I always take in consideration the fact that the hunch could prove wrong – it being right so far does not mean it is unmistakable. So, there’s a regular dose of fear that the book in question will not be good, or that it will not mean anything to me, which, in a way, is what’s more important in these cases.
I approached Wide Sargasso Sea with reserve. Nevertheless, I was crushed. Such a small volume, so densely packed. Gloriously complex, mighty, disturbing. Devastating. Even though I knew the story, it’s end in particular, I found myself hoping – for a little bit of sympathy and understanding, for just a little bit less stubbornness… It was a painful experience, I must admit. Something heavy lay on my chest, especially during the reading of the second part. In Antoinette’s words:
Such terrible things happen [..] Why? Why?

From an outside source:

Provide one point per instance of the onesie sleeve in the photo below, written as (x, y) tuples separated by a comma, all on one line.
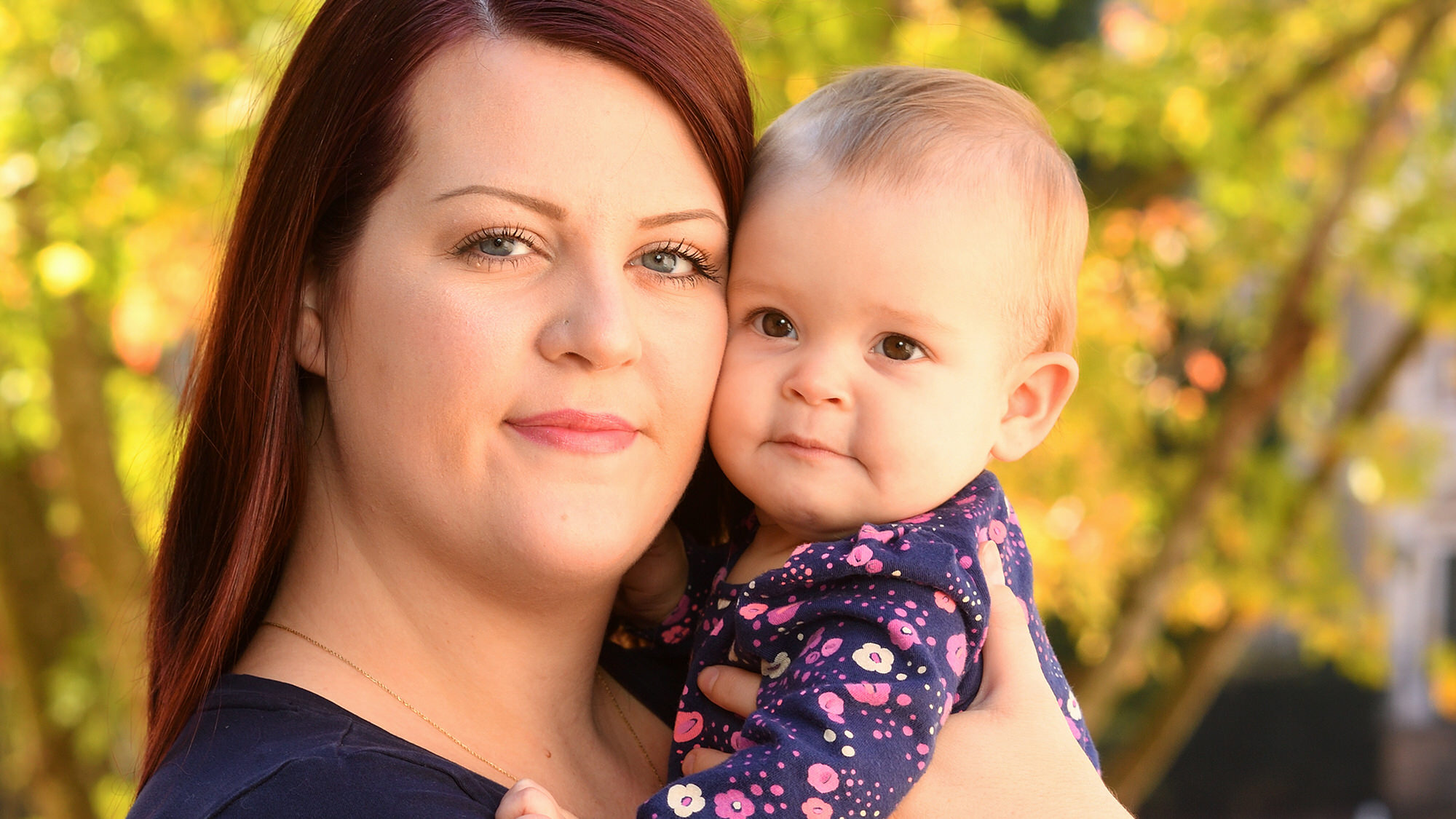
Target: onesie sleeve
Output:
[(860, 675)]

The opening lines, in which every word has its purpose, has a meaning, set expectations very high. The book is full of symbolism, there’s a lot of foreshadowing, a lot of parallels (a lot of foreshadowing through parallels too). It isn’t a book one reads once. It calls for multiple readings.
Instead of writing about what I perceived and understood, I want to note the scenes and sentences that left me in confusion, things that left me wonder.

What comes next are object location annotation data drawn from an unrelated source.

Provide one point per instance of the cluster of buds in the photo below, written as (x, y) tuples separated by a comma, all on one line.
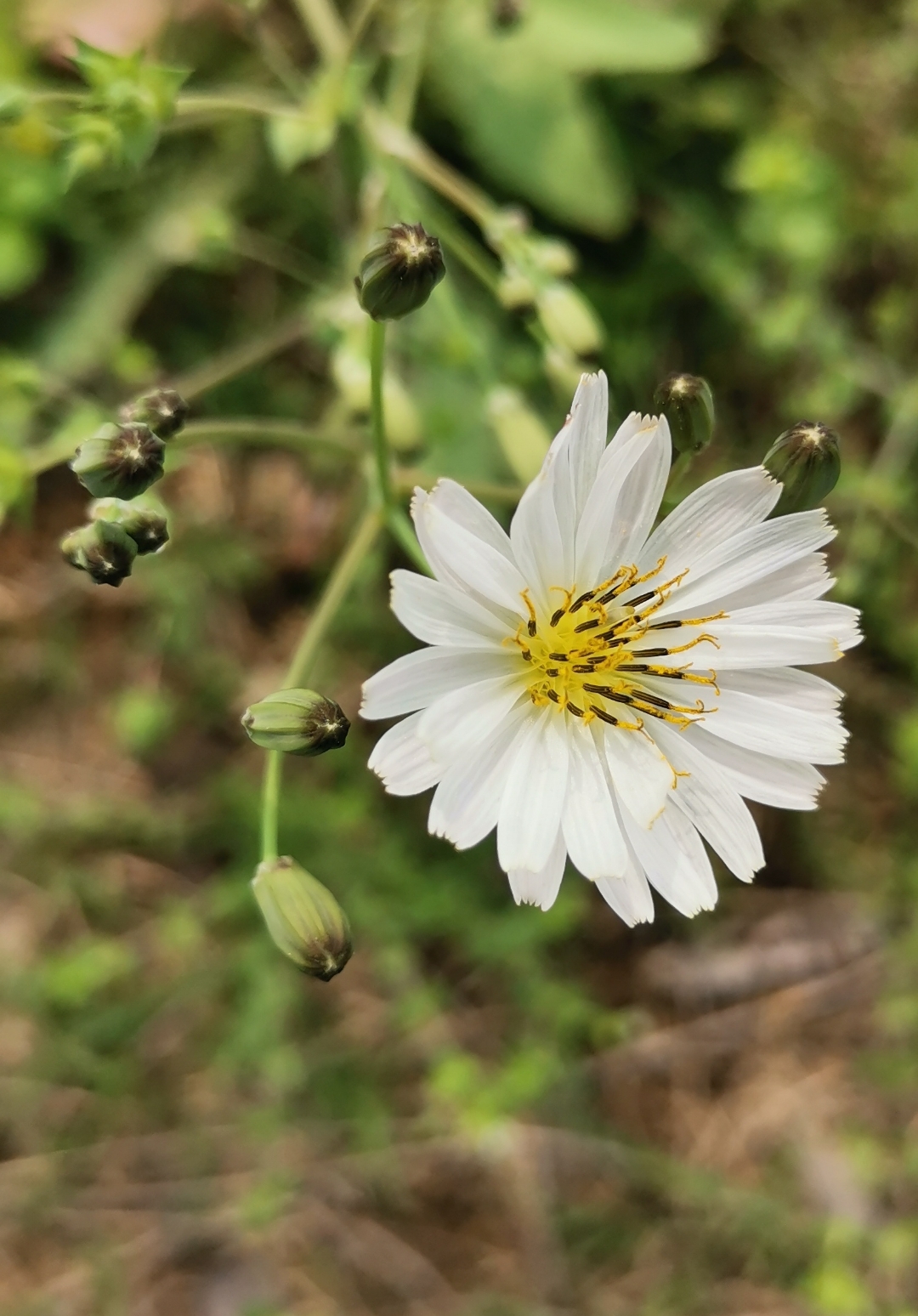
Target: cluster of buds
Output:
[(117, 465), (303, 917)]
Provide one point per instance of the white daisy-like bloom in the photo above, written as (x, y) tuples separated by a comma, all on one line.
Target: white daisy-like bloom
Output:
[(604, 691)]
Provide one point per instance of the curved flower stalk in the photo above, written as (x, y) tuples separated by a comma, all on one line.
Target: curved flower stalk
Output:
[(601, 689)]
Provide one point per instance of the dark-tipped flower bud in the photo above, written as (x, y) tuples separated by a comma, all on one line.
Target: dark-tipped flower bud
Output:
[(399, 273), (807, 462), (101, 549), (688, 406), (304, 919), (163, 411), (296, 722), (120, 461), (142, 521)]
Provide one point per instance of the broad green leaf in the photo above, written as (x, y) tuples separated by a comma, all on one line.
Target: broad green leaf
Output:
[(526, 122), (610, 36)]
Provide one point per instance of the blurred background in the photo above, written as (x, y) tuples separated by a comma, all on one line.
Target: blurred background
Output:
[(492, 1111)]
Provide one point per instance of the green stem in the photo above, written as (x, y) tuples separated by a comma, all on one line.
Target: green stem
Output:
[(396, 520), (269, 803), (304, 658)]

- Mount Calvary convent. The girls are stitching and listening to stories from the lives of the saints. All of the sudden, this:
Quickly, while I can, I must remember the hot classroom. The hot classroom, the pitchpine desks, the heat of the bench striking up through my body, along my arms and hands. But outside I could see cool, blue shadow on a white wall. My needle is sticky, and creaks as it goes in and out of the canvas. ‘My needle is swearing,’ I whispered to Louise, who sits next to me.
Why does she need to remember it quickly, while she can? At what moment in her life is she remembering this? The use of present and past tense in the last sentence is stunning.
- The same conundrum here, when she’s talking about England with Christophine:
I must know more than I know already. For I know that house where I will be cold and not belonging, the bed I shall lie in has red curtains and I have slept there many times before, long ago. How long ago? In that bed I will dream the end of my dream. But my dream had nothing to do with England and I must not think like this, I must remember about chandeliers and dancing, about swans and roses and snow. And snow.
- What is the meaning of the story about rats and moonlight?
- Antoinette’s husband is unnamed. Her father as well. Why?